Outra maneira é fazer um balanço no final do mês de tudo o que recebeu, gastou e o que sobrou. No dia seguinte, você faz a aplicação financeira. Difícil mesmo é a escolha do produto que receberá suas aplicações. "a família perde semanas ou meses pesquisando o carro que vai comprar ou o apartamento adequado. Com fundos de investimentos é a mesma coisa. É preciso verificar a solidez dos bancos, das administradoras de recursos e das corretoras. Depois comparar as taxas que incidem em cada produto, pesquisar na internet, ler os guias publicados sobre o assunto. Tudo requer dedicação e tempo", diz William Eid.
O QUE RENDE MAIS?
O mais comum é a pessoa começar investindo na caderneta de poupança, pois o acesso a ela é muito simples. Qualquer instituição financeira abre uma poupança sem nenhum custo. Além disso, todos os seus amigos e parentes conhecem a caderneta, que é famosa por estar livre de taxas e, por enquanto, sem cobrança de Imposto de Renda (IR).
Se você optou pela poupança e aplicou 200 reais todo dia primeiro, de janeiro a outubro de 2009, acumulou 2.063 reais. A rentabilidade média da poupança no mês foi de 0,57%, segundo simulação feita pela corretora Souza Barros, de São Paulo.
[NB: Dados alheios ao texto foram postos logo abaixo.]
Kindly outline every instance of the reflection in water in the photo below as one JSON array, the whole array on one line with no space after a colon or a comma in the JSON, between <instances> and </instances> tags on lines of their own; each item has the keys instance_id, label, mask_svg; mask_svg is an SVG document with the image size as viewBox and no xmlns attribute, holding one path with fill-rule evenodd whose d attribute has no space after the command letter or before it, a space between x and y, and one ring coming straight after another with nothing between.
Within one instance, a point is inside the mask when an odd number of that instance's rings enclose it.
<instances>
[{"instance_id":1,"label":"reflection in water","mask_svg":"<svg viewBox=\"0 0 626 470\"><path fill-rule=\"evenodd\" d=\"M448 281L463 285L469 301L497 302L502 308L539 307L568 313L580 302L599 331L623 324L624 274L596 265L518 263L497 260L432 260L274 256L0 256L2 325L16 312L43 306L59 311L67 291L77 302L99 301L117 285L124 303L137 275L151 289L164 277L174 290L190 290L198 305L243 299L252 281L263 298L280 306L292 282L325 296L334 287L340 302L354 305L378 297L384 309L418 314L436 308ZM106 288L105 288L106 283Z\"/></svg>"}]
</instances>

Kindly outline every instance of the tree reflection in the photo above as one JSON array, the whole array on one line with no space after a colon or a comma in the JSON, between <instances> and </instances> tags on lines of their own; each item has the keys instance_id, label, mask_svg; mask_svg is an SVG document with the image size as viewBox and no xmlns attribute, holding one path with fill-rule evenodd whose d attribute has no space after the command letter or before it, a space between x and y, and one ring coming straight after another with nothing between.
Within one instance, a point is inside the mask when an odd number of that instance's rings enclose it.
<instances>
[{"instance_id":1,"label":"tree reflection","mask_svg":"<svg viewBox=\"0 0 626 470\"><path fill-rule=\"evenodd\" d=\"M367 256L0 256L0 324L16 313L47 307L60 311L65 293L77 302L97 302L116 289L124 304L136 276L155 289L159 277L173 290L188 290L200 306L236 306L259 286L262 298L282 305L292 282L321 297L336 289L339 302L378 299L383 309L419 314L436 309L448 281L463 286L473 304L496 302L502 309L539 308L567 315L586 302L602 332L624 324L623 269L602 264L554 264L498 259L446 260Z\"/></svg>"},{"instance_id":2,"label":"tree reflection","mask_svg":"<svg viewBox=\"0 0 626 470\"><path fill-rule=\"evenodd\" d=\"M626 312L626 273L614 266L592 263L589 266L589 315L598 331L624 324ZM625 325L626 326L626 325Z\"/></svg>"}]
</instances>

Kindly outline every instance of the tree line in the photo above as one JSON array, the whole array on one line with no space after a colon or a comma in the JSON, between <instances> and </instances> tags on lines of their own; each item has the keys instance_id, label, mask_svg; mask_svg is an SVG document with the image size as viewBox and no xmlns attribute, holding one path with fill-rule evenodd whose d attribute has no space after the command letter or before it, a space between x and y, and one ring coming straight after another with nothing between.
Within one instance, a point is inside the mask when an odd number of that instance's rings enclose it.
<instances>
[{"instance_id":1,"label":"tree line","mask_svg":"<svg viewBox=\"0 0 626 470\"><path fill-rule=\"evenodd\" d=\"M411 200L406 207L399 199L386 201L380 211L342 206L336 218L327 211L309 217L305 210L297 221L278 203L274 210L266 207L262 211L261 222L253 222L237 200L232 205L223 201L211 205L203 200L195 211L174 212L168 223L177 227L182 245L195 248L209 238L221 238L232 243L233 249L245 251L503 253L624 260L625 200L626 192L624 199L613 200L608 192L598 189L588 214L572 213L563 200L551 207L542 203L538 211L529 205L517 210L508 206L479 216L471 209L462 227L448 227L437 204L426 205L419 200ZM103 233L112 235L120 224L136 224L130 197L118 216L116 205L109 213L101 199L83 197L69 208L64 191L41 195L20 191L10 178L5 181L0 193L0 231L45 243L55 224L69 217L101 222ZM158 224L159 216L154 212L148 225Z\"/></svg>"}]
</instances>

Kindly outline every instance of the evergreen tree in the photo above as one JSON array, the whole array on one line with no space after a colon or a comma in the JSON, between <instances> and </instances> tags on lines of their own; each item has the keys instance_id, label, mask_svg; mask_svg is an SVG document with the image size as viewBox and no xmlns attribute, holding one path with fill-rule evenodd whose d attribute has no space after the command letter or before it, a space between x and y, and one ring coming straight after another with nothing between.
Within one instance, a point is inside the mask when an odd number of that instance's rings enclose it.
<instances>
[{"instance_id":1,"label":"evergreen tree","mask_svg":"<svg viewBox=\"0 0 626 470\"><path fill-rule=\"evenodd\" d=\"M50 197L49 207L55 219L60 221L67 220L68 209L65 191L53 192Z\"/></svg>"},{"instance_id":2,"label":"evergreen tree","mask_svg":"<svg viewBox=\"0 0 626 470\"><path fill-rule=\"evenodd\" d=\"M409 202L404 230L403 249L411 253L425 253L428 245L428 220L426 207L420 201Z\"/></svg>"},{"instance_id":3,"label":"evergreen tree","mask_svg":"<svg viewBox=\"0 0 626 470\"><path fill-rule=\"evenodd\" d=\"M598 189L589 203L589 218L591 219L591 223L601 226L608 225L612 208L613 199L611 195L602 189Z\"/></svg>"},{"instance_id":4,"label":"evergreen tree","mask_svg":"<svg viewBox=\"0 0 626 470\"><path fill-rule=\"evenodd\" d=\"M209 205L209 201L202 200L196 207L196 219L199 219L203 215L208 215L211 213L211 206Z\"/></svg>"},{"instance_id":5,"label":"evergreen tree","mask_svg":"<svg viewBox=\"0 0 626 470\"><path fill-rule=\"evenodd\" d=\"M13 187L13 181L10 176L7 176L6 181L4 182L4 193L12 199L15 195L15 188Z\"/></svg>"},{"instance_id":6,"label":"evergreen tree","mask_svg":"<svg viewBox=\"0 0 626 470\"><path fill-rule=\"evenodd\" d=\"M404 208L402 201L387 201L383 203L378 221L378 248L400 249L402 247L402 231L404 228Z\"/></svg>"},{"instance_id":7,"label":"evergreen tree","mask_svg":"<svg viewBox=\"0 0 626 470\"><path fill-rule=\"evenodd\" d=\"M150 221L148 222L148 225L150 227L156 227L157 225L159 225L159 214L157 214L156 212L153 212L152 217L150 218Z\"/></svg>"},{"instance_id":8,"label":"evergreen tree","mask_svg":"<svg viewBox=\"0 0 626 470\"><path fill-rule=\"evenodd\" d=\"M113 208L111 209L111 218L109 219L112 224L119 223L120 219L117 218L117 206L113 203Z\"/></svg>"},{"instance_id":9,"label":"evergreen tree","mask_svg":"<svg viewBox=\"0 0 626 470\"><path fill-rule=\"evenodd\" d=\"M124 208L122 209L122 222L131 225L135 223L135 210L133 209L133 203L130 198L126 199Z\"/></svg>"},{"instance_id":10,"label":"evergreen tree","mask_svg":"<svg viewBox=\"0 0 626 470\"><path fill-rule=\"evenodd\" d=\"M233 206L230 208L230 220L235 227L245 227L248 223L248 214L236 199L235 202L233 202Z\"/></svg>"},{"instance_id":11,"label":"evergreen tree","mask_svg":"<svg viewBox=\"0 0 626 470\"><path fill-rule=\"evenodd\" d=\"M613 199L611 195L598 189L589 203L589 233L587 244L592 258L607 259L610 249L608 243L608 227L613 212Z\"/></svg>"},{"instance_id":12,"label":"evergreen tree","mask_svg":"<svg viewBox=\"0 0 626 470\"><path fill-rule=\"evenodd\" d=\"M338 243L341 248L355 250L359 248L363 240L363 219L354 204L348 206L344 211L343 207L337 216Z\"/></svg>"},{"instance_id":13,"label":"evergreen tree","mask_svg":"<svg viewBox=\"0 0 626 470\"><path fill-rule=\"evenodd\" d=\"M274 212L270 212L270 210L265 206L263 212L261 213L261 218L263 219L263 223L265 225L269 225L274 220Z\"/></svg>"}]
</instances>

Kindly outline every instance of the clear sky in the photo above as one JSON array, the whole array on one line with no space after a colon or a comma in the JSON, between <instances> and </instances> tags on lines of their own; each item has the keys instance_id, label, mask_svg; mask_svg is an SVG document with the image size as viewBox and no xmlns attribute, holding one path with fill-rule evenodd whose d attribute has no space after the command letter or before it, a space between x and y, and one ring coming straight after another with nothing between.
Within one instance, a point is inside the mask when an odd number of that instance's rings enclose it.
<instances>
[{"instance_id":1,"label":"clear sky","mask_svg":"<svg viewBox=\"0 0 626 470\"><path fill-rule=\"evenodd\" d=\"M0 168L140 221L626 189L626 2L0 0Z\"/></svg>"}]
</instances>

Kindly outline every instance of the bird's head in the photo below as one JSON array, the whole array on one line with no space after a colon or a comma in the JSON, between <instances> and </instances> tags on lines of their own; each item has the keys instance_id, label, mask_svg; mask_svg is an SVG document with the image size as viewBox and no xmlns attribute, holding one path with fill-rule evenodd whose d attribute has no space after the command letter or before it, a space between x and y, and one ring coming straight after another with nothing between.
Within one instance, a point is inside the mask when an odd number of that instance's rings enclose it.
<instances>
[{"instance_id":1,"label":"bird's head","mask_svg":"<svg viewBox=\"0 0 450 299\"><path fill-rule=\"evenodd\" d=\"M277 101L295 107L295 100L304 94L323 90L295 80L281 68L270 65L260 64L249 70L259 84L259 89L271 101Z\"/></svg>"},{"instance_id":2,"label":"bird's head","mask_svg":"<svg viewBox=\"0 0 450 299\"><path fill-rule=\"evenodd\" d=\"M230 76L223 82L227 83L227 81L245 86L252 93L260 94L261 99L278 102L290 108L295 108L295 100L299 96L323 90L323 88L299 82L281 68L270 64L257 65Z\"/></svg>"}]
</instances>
A poupança, no longo prazo, apresenta a menor rentabilidade, enquanto o fundo de ações, tendo o Ibovespa como referência, teve o rendimento mais atrativo no período analisado.
Nos dez meses de 2009, a aplicação mensal de 200 reais em ações resultou em 2.634 reais, com rentabilidade de 5,06%. Este percentual calculado sobre um aporte inicial de 5.000 reais, por exemplo, mais os depósitos mensais de 200 reais, somariam 10.119 reais no encerramento do prazo. Nota-se que quanto maior o aporte inicial, maior o patrimônio ao longo do tempo, desde que mantida a continuidade das aplicações mensais de 200 reais.
O economista Clodoir Vieira, da corretora Souza Barros, em São Paulo, ressalta que quanto menor o tempo de aplicação na renda variável, em ações, maior o risco. Considerando que você tenha depositado 200 reais mensais, durante cinco anos, com a última parcela em outubro de 2009, a rentabilidade do fundo de ações indexado ao Ibovespa seria de 167%, mesmo com a crise financeira do ano passado. "A aplicação de longo prazo permite pegar o ciclo de queda e o ciclo de alta dos preços dos ativos, diluindo as perdas de curto período", explica o economista.
TÍTULOS DO GOVERNO
Quem é avesso ao risco das ações tem como alternativa os títulos do governo federal. Uma boa opção é a Nota do Tesouro Nacional - Série B (NTN-B). Bastam 200 reais para comprar os papéis do governo por meio da internet (tesouro.fazenda.gov.br). A aplicação mensal de 200 reais na NTN-B, com vencimento em maio de 2011, resultaria em 2.142,31 no período de janeiro a outubro de 2009. A rentabilidade média mensal de 1,27% só perde para a renda variável. Além da taxa de corretagem, paga sobre o valor da compra do título público, o investidor terá de pagar uma taxa de custódia de 0,4% ao ano sobre o valor da compra à Companhia Brasileira de Liquidação e Custódia (CBLC). Também há a incidência de IR sobre o rendimento do título.
Algumas instituições financeiras cobram 4% para permitir o acesso da pessoa física ao Tesouro Direto. Fuja delas porque o rendimento será menor. Também é preciso prestar atenção à taxa de administração cobrada nos fundos de renda fixa DI. "Eles só são interessantes se tiverem taxa de administração inferior a 1%. Nos grandes bancos, este percentual só é aplicado em patrimônios superiores a 50.000 reais", afirma Viviane, da LLA Investimentos.
Então, é melhor você acumular recursos em outros produtos financeiros antes de optar por um fundo de renda fixa DI, que pode ter rentabilidade próxima da caderneta de poupança se forem descontados do rendimento a alta taxa de administração e o Imposto de Renda a ser pago, diz Viviane.